Dwayne Johnson, Emily Blunt, and Benny Safdie appeared at the Venice Film Festival with their competition title The Smashing Machine.
“It’s my first time in Venice,” the Rock told the crowd on Sept. 1 as he entered the room for the official press conference.
Johnson was joined by his co-star Blunt and director Safdie, whose film premiered the same evening. The project also marked Safdie’s first outing as a solo filmmaker.
The film follows fighter Mark Kerr (Johnson) during the no-holds-barred era of the UFC, capturing him at the peak of his career as he grapples with self-doubt, personal demons, and complicated relationships. At the same time, his girlfriend Dawn Staples (Blunt) struggles to find her own place in Kerr’s turbulent and contradictory world.
Explaining why he chose to tell a story set in the 1990s, Safdie said: “At that time period, there was something so experimental about what was going on. You had all of these different martial arts forms competing against one another, and it was just such a unique sport.”
He also reflected on the close-knit culture behind the scenes. “It was such a tight community, where everybody knew and cared for one another,” he noted. “To have that contradiction—the violence of fighting paired with such intimacy and love—was really beautiful to me, and I wanted to explore it.”

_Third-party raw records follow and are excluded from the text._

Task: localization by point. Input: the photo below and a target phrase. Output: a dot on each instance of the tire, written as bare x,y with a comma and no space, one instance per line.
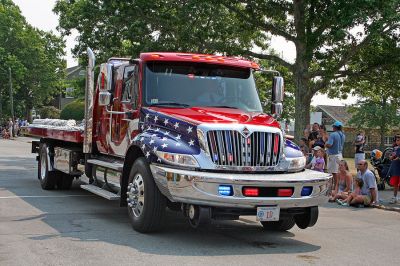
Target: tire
64,181
146,204
381,185
308,218
47,178
282,225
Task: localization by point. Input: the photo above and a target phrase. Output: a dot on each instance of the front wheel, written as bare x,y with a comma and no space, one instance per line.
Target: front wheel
47,178
64,181
146,204
282,225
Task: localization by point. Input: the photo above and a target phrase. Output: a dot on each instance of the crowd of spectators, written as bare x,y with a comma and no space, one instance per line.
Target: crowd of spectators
10,129
324,153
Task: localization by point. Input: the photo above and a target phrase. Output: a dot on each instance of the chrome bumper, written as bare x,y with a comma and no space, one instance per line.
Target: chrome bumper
201,188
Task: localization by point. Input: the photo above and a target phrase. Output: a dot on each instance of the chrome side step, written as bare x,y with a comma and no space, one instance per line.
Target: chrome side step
110,165
101,192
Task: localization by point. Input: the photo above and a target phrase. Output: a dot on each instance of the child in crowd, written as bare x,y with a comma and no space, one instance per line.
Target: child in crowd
358,183
394,171
317,163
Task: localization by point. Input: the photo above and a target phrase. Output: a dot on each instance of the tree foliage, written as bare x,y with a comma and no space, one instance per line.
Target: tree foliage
35,59
49,112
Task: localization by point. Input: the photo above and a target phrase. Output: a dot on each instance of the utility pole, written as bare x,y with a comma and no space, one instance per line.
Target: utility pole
11,101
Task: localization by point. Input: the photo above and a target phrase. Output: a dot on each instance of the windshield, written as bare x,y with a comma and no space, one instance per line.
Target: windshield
184,84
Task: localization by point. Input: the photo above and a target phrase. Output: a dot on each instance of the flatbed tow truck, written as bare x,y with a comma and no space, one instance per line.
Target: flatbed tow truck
185,132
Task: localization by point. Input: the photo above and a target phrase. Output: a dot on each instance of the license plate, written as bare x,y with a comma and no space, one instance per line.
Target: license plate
268,213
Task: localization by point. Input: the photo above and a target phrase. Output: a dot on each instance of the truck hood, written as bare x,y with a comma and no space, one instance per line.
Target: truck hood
199,115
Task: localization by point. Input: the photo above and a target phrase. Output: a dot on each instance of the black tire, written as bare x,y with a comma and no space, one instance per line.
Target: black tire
308,218
282,225
148,214
47,178
381,185
64,181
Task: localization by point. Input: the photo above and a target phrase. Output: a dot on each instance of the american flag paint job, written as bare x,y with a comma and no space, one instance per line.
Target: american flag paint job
161,132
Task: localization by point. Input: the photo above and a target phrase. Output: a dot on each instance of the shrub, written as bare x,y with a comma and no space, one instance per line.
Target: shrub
49,112
74,110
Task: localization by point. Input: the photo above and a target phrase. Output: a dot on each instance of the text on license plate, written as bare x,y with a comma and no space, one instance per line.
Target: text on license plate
268,213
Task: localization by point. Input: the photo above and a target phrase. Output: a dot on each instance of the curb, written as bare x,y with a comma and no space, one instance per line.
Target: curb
386,208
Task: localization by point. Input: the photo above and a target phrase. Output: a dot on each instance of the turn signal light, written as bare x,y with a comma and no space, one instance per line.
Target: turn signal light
251,191
285,192
306,191
225,190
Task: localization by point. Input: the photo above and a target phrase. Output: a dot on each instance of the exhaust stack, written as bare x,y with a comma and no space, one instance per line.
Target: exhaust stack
89,88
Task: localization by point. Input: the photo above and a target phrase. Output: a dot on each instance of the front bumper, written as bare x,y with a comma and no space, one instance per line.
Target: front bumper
201,188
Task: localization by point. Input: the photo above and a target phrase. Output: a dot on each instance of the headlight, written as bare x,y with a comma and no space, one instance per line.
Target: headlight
178,159
291,164
296,164
203,141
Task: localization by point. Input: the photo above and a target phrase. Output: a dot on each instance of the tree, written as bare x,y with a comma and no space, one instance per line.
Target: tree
372,113
35,58
328,36
379,90
121,28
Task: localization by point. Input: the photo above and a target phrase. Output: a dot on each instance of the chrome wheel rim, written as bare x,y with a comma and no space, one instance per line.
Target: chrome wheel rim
135,195
43,167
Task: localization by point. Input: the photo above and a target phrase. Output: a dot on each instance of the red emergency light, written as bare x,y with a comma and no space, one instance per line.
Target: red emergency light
285,192
251,191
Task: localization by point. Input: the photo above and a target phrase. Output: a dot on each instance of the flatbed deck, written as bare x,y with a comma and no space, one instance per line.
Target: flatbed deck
60,131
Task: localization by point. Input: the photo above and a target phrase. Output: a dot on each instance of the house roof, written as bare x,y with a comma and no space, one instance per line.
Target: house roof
337,113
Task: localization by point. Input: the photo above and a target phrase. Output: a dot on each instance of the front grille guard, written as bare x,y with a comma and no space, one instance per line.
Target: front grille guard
232,148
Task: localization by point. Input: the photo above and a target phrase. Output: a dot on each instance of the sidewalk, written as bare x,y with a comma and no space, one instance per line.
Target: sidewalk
384,197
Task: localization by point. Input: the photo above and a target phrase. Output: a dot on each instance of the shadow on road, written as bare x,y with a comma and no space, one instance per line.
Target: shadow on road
81,216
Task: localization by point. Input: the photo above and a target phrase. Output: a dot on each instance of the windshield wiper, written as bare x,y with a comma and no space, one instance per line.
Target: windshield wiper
222,106
170,103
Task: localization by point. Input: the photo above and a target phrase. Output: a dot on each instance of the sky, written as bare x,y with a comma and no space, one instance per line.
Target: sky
39,14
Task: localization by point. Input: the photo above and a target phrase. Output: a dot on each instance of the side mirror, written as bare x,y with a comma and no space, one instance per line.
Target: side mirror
104,98
278,90
277,109
105,77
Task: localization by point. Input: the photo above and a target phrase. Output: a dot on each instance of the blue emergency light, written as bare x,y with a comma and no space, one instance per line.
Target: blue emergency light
225,190
306,191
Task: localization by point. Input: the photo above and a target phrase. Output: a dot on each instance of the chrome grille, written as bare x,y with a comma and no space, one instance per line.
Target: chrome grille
229,147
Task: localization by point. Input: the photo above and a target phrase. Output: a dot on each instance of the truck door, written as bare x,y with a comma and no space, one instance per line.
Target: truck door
125,120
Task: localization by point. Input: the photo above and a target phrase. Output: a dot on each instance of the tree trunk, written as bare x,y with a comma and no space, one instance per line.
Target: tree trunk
302,104
383,124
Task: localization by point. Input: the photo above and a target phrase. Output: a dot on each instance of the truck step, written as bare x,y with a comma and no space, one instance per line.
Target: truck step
101,192
111,165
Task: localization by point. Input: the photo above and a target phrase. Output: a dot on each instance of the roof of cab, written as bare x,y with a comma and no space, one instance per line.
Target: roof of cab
199,58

At the presser, Johnson stressed how this project fulfilled a long-standing ambition to break free of the Hollywood mold that had defined much of his career. For years, he admitted, studios pushed him toward box-office spectacles. Many of those films succeeded, some less so, but the pattern left him wanting more.
“I had a great time making those movies, and I don’t regret them,” Johnson said. “But even at the height of that run, there was this voice in my head asking, what if there’s more? I knew I wanted to stretch further—to prove to myself I could go beyond the category I’d been placed in.”